Metadata

You know the world has taken a very strange turn indeed when politicians in Washington start talking about "metadata." (For a reasonable description of what exactly metadata is, see the Wikipedia article on it.)

By applying the label "metadata" to information collected about individuals, Washington apparatchiks are attempting to convince you that this information is of little significance. The New Yorker quotes, for example, Senator Dianne Feinstein:

[Feinstein] assured the public earlier today that the government’s secret snooping into the phone records of Americans was perfectly fine, because the information it obtained was only “meta,” meaning it excluded the actual content of the phone conversations, providing merely records, from a Verizon subsidiary, of who called whom when and from where. In addition, she said in a prepared statement, the “names of subscribers” were not included automatically in the metadata (though the numbers, surely, could be used to identify them). “Our courts have consistently recognized that there is no reasonable expectation of privacy in this type of metadata information and thus no search warrant is required to obtain it,” she said.

The affidavit recently filed to obtain a search warrant against Fox correspondent James Rosen shows exactly how significant this so-called "harmless metadata" can be and precisely how it can be used. The affidavit states:

Telephone call records demonstrate that earlier on the same day, multiple telephone communications occurred between multiple phone numbers associated with Mr. Kim and [Mr. Rosen.] Specifically:
• at or around 10:15 a.m, an approximate 34 second call was made from [Rosen's] DoS desk telephone to Mr. Kim's desk telephone;
• [there follow 3 similar descriptions, listing the source and destination phones and the times and durations of the phone calls]
Thereafter, telephone records for Mr Kim's office phone reveal that at or around the same time as Mr Kim's user profile was viewing the TS/SCI Intelligence Report two telephone calls were placed from his desk phone to [Rosen].
...
In the hour following those calls, the FBI's investigation has revealed evidence that Mr.
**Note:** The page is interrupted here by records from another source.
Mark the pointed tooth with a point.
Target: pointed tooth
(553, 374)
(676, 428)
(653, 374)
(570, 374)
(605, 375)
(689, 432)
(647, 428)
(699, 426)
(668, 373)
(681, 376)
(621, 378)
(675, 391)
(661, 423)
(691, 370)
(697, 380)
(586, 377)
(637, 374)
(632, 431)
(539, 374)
Kim met face-to-face with [Rosen] outside the DoS. Specifically, DoS security badge access records demonstrate that Mr. Kim and [Rosen] departed the DoS building ... at nearly the same time, they were absent from the building for nearly 25 minutes, and then they returned to the building at nearly the same time. Specifically, the security badge access records indicate:
• Mr. Kim departed DoS at or around 12:02 p.m. followed shortly thereafter by Rosen at 12:03 p.m. and;
• [there follows a description of the time of their returns.]

Aside: could the fact that Kim and Rosen both departed the building around 12 noon merely indicate that they, along with many others in the building, were going out to lunch?

So, three sources of "metadata" were accessed and related to each other:

• records describing the time and duration of phone calls between specific phones;
• records describing the time and duration of Mr. Kim's login to the TS/SCI system;
• records describing the times of exit from and entry back into the DoS building.

From these three sources of "mere" metadata, a fairly complete picture of the activities of the two individuals could be reconstructed.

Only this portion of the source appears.